For performance reasons, the Kythe facts are all created as regular strings (or atoms), and converted to base64 only on output. This is because each pass over the AST creates Kythe facts, and there's a significant saving by only doing the base64 translation once. (Some micro-optimizations are possible by distinguishing between strings that can only be ASCII and those that can be any Unicode; these probably aren't worth doing and things are simpler by just assuming UTF8 everywhere).
You might get a mysterious error message about
"builtins_version(...) should be ..."; this typically indicates
that the Prolog or Python interpreter has changed since the
last processing. The simplest solution is to delete all the output
(e.g., rm -rf /tmp/pykythe
) and re-run.
Needs more documentation.
Needs many more test cases.
Needs proper code review.
Only works with UTF-8 files (actually, only ASCII), with Unix newline conventions.

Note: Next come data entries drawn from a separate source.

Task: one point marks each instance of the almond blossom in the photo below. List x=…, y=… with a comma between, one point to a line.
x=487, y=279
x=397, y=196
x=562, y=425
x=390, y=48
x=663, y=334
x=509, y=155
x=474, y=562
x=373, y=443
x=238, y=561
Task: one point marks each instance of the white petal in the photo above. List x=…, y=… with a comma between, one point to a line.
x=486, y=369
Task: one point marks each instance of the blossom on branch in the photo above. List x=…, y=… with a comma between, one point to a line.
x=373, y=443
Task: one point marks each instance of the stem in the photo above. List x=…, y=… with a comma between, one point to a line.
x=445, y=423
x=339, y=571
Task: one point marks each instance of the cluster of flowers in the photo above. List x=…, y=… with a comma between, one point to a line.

Performance: symtab, color data: search for comments in pykythe.pl
about using fast_read/2
etc.
Only tested with Python 3 source (probably works with Python 2, with
a bit of fiddling for things like print
statements and (when
implemented) some details of name scope, such as for list
comprehensions).
Requires Python 3.11
sudo apt install python3.11
cd /usr/lib/python3/dist-packages && sudo ln -s apt_pkg.cpython-36m-x86_64-linux-gnu.so apt_pkg.cpython-37m-x86_64-linux-gnu.so
Requires Python 3.11 2to3
, mypy
, mypy_extensions
lib2to3
for Python", although that
might not be needed any more.)Outputs JSON and uses entrystream --read_format=json
to convert
to the form that write_tables
expects (it would be more efficient
to output protobufs directly).
Packaging of pykythe is incomplete and possibly wrong.